Il y avait une difficulté à lui écrire, j’ignorais son nom de famille.
 
Je crois que je me suis contenté de supposer (sans preuve) que sa famille occupait le premier étage de l’immeuble, puisque je crois me souvenir qu’il n’y avait qu’un nom sur le panneau de sonnettes pour le premier étage, alors que pour les autres étages, il y avait deux sonnettes : j’en déduisais que l’appartement du premier était plus grand, ce qui correspondait bien à une famille d’au moins trois enfants. Le nom était donc W (par discrétion, je change l'initiale)…
J’écrivis à Mademoiselle Carine W… et la lettre arriva bien à sa destinataire.

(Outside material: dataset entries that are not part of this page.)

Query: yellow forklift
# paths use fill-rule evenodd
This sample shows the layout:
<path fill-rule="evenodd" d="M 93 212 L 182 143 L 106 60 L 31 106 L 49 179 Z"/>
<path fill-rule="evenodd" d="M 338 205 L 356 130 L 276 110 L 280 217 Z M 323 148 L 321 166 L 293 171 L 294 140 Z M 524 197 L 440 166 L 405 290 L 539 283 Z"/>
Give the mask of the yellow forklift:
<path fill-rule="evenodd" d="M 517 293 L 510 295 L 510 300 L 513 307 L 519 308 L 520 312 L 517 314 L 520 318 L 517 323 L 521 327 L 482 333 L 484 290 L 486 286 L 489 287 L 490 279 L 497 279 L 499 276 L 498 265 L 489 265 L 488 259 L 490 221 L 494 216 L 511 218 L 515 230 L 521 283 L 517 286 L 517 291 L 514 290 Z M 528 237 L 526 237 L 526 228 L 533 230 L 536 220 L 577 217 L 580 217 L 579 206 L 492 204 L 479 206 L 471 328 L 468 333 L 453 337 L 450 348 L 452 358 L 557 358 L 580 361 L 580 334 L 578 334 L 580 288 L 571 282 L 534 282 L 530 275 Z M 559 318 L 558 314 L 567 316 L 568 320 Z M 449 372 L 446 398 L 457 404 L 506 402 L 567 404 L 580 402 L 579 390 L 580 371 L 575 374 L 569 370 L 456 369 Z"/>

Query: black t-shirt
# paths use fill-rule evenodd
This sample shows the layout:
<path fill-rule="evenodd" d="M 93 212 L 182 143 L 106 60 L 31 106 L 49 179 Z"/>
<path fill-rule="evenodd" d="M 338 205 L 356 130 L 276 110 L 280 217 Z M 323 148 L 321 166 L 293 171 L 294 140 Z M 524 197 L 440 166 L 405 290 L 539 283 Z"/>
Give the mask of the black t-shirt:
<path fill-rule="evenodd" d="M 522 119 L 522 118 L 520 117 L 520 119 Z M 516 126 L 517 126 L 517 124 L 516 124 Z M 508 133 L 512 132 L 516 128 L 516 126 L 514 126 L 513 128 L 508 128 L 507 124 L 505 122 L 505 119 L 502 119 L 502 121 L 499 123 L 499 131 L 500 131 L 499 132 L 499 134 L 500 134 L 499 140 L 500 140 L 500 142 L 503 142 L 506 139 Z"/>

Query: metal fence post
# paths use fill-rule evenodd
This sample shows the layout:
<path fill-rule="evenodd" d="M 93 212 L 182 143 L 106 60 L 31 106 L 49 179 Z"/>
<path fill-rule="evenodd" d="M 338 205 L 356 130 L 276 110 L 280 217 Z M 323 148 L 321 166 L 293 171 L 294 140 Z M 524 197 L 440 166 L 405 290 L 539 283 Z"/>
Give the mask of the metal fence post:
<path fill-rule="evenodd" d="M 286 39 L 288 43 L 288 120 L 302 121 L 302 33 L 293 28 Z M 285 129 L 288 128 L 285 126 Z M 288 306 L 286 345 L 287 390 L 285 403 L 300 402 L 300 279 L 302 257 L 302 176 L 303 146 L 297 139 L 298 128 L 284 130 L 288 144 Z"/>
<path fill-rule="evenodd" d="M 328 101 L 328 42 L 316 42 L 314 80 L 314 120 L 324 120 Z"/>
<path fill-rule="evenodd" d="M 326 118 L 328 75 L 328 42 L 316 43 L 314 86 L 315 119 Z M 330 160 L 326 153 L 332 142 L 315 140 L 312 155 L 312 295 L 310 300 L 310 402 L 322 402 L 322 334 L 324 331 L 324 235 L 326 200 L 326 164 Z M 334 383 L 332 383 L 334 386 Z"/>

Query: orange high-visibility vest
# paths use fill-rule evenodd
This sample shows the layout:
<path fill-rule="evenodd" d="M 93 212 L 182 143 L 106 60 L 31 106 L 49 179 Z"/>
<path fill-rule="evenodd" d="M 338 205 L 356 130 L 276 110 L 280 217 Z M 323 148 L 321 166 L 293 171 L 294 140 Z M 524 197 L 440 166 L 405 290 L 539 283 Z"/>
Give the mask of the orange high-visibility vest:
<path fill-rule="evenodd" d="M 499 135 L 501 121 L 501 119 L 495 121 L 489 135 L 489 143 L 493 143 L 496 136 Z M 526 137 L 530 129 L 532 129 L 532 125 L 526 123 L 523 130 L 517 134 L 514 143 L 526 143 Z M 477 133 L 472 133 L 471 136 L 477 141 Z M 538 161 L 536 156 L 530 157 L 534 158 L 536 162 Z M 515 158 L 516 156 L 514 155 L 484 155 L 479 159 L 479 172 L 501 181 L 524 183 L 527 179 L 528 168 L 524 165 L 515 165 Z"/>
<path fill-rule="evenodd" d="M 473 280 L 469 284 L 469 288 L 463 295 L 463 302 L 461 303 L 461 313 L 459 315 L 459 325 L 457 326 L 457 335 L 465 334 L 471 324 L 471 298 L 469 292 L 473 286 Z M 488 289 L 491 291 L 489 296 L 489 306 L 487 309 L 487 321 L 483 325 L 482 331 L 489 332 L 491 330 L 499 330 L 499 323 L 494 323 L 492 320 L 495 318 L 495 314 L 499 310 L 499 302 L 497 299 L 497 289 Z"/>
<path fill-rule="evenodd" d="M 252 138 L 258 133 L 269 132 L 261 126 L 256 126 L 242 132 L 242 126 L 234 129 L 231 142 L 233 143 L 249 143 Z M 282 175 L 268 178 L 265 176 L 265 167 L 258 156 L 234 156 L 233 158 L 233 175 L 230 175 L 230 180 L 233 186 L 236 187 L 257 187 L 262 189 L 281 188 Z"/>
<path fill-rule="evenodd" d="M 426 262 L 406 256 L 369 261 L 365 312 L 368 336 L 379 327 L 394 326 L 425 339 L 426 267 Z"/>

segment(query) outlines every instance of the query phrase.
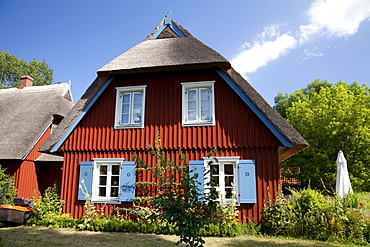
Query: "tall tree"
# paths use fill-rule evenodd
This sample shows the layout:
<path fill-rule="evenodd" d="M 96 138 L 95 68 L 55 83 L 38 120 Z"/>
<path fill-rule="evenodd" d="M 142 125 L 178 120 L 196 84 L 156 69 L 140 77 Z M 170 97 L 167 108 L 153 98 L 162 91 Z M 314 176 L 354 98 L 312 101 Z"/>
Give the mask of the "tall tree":
<path fill-rule="evenodd" d="M 321 81 L 319 79 L 314 80 L 309 83 L 306 88 L 301 88 L 294 91 L 291 94 L 288 93 L 278 93 L 274 98 L 275 100 L 275 110 L 280 113 L 283 118 L 286 118 L 286 109 L 292 106 L 293 102 L 306 101 L 312 97 L 315 93 L 319 93 L 322 88 L 331 87 L 332 84 L 328 81 Z"/>
<path fill-rule="evenodd" d="M 300 167 L 300 172 L 293 176 L 304 185 L 333 191 L 335 161 L 342 150 L 354 189 L 370 191 L 370 89 L 343 81 L 330 85 L 326 81 L 313 83 L 318 87 L 312 88 L 311 83 L 307 89 L 295 92 L 307 97 L 290 101 L 295 95 L 287 95 L 285 101 L 279 101 L 289 102 L 286 119 L 310 144 L 281 166 Z"/>
<path fill-rule="evenodd" d="M 28 75 L 35 81 L 33 85 L 50 85 L 53 83 L 53 70 L 43 61 L 34 58 L 27 62 L 8 51 L 0 51 L 0 89 L 19 86 L 19 77 Z"/>

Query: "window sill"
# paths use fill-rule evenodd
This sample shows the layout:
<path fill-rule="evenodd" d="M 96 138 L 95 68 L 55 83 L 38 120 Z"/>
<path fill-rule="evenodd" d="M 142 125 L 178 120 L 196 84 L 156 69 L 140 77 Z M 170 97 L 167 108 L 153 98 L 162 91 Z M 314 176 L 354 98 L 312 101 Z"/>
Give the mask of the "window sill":
<path fill-rule="evenodd" d="M 182 127 L 190 126 L 214 126 L 214 123 L 182 123 Z"/>
<path fill-rule="evenodd" d="M 103 200 L 92 200 L 92 203 L 104 203 L 104 204 L 121 204 L 120 201 L 103 201 Z"/>
<path fill-rule="evenodd" d="M 143 125 L 116 125 L 114 129 L 143 129 Z"/>

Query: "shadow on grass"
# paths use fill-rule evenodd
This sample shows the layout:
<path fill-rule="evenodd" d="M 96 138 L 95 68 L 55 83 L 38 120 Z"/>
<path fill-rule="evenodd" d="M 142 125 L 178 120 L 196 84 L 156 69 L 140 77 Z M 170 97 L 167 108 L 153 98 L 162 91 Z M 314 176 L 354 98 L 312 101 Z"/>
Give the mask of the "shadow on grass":
<path fill-rule="evenodd" d="M 77 231 L 74 229 L 38 228 L 38 227 L 2 227 L 0 246 L 174 246 L 173 240 L 154 234 L 110 233 Z"/>
<path fill-rule="evenodd" d="M 338 247 L 338 246 L 349 246 L 342 244 L 318 242 L 318 241 L 307 241 L 307 240 L 288 240 L 278 238 L 248 238 L 245 239 L 231 239 L 230 242 L 224 245 L 228 247 L 241 247 L 241 246 L 263 246 L 263 247 L 288 247 L 288 246 L 299 246 L 299 247 Z M 351 245 L 353 246 L 353 245 Z"/>
<path fill-rule="evenodd" d="M 0 227 L 0 246 L 24 247 L 24 246 L 150 246 L 167 247 L 175 246 L 178 236 L 124 233 L 124 232 L 91 232 L 77 231 L 65 228 L 39 228 L 39 227 Z M 205 246 L 346 246 L 325 242 L 313 242 L 306 240 L 287 240 L 278 238 L 263 238 L 252 236 L 240 236 L 235 238 L 205 238 Z M 185 245 L 179 245 L 185 246 Z M 348 245 L 347 245 L 348 246 Z"/>

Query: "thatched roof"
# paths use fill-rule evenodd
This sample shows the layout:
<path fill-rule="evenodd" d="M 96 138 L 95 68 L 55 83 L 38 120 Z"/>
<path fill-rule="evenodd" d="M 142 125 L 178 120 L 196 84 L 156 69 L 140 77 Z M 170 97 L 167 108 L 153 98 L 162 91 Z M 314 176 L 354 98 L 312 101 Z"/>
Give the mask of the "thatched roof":
<path fill-rule="evenodd" d="M 69 84 L 0 90 L 0 159 L 22 159 L 32 149 L 53 115 L 73 107 Z"/>
<path fill-rule="evenodd" d="M 53 155 L 53 154 L 41 154 L 35 161 L 40 162 L 63 162 L 63 156 Z"/>
<path fill-rule="evenodd" d="M 110 75 L 189 68 L 218 69 L 227 76 L 227 80 L 237 85 L 242 93 L 250 99 L 256 111 L 262 113 L 264 121 L 279 132 L 280 139 L 284 139 L 285 143 L 288 143 L 280 149 L 280 160 L 284 160 L 308 146 L 302 136 L 242 76 L 231 68 L 230 62 L 226 58 L 195 39 L 178 23 L 172 19 L 168 20 L 166 17 L 144 41 L 98 70 L 97 79 L 62 121 L 60 132 L 55 132 L 45 142 L 41 151 L 58 150 L 74 128 L 74 122 L 81 118 L 84 107 L 88 105 L 102 85 L 109 80 Z M 64 140 L 60 139 L 62 136 Z"/>
<path fill-rule="evenodd" d="M 166 27 L 156 39 L 150 39 L 159 26 L 143 42 L 116 57 L 98 70 L 99 74 L 130 73 L 142 70 L 165 70 L 177 68 L 196 68 L 210 66 L 230 68 L 229 61 L 218 52 L 195 39 L 188 31 L 176 22 L 172 23 L 186 37 L 177 37 L 170 27 Z M 165 34 L 164 34 L 165 33 Z M 167 35 L 167 36 L 166 36 Z M 175 36 L 175 37 L 174 37 Z"/>

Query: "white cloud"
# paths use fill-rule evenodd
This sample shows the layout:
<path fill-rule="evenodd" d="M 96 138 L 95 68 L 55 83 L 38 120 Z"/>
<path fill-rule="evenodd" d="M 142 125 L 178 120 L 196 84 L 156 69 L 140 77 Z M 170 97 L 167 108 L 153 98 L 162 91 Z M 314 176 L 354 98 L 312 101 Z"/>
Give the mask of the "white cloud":
<path fill-rule="evenodd" d="M 296 35 L 280 34 L 280 23 L 265 27 L 252 43 L 245 43 L 233 59 L 232 66 L 245 77 L 290 50 L 319 36 L 354 35 L 363 21 L 370 20 L 370 0 L 315 0 L 305 12 L 308 23 Z M 324 56 L 317 50 L 304 52 L 304 59 Z"/>
<path fill-rule="evenodd" d="M 313 57 L 322 57 L 325 56 L 325 53 L 319 52 L 317 46 L 315 46 L 313 49 L 305 49 L 303 51 L 304 57 L 303 60 L 308 60 Z"/>
<path fill-rule="evenodd" d="M 300 43 L 315 36 L 347 37 L 370 18 L 370 0 L 316 0 L 306 15 L 309 23 L 299 28 Z"/>
<path fill-rule="evenodd" d="M 257 36 L 258 41 L 254 41 L 253 45 L 244 44 L 245 49 L 231 60 L 233 67 L 244 75 L 253 73 L 295 48 L 297 40 L 289 33 L 280 35 L 279 27 L 279 25 L 265 27 Z"/>

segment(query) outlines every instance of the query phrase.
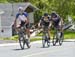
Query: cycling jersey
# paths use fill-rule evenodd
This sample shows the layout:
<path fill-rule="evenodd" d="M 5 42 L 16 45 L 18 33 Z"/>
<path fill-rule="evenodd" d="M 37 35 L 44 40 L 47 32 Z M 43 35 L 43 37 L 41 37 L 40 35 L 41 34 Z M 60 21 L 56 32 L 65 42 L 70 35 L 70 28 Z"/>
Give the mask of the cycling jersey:
<path fill-rule="evenodd" d="M 59 25 L 60 18 L 59 17 L 53 18 L 52 21 L 53 21 L 54 27 L 56 27 L 56 28 L 59 28 L 60 27 L 60 25 Z"/>
<path fill-rule="evenodd" d="M 18 20 L 17 25 L 23 26 L 25 24 L 25 21 L 28 21 L 27 17 L 28 17 L 28 14 L 26 12 L 24 12 L 22 14 L 17 13 L 17 15 L 16 15 L 16 19 Z M 26 27 L 28 28 L 28 24 L 26 24 Z"/>
<path fill-rule="evenodd" d="M 16 19 L 19 19 L 20 21 L 25 21 L 25 20 L 27 20 L 27 16 L 28 16 L 28 14 L 26 12 L 24 12 L 22 14 L 18 13 L 18 14 L 16 14 Z"/>
<path fill-rule="evenodd" d="M 44 17 L 41 18 L 41 25 L 44 25 L 44 26 L 49 26 L 50 24 L 50 17 L 48 17 L 48 19 L 45 19 Z"/>

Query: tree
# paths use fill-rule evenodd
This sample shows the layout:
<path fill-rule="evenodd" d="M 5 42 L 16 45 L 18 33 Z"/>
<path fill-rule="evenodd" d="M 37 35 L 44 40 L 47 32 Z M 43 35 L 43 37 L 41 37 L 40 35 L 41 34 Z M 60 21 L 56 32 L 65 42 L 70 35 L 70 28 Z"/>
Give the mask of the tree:
<path fill-rule="evenodd" d="M 0 2 L 11 2 L 12 0 L 0 0 Z M 65 20 L 68 15 L 75 15 L 75 0 L 13 0 L 13 2 L 30 2 L 39 8 L 39 11 L 35 12 L 36 21 L 40 19 L 43 13 L 51 13 L 56 11 Z"/>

J’exposais, à ma manière, les circonstances qui m’avaient rendu amoureux d’elle (sans doute en évitant le mot qui risque de provoquer un rejet  quand l’autre ne vous aime pas), comment j’avais été gentiment accueilli lors de notre première rencontre, puis sans explication logique, rejeté lors des rencontre suivantes, jusqu’au frère qui s’en était mêlé. Bien entendu je ne me faisais aucune illusion, mais je pensais que nous pouvions essayer d’être amis. Je ne sais plus ce que j’ai écrit dans cette lettre, mais finalement elle n’était pas trop mal tournée, même s’il était difficile de dire clairement ce que j’espérais.  
En racontant presque complètement l’historique de nos relations jusqu'à    au moment présent, en fait je facilitais la compréhension de la situation par une tierce personne, ce qui devait s’avérer utile, quoique sans résultat au final.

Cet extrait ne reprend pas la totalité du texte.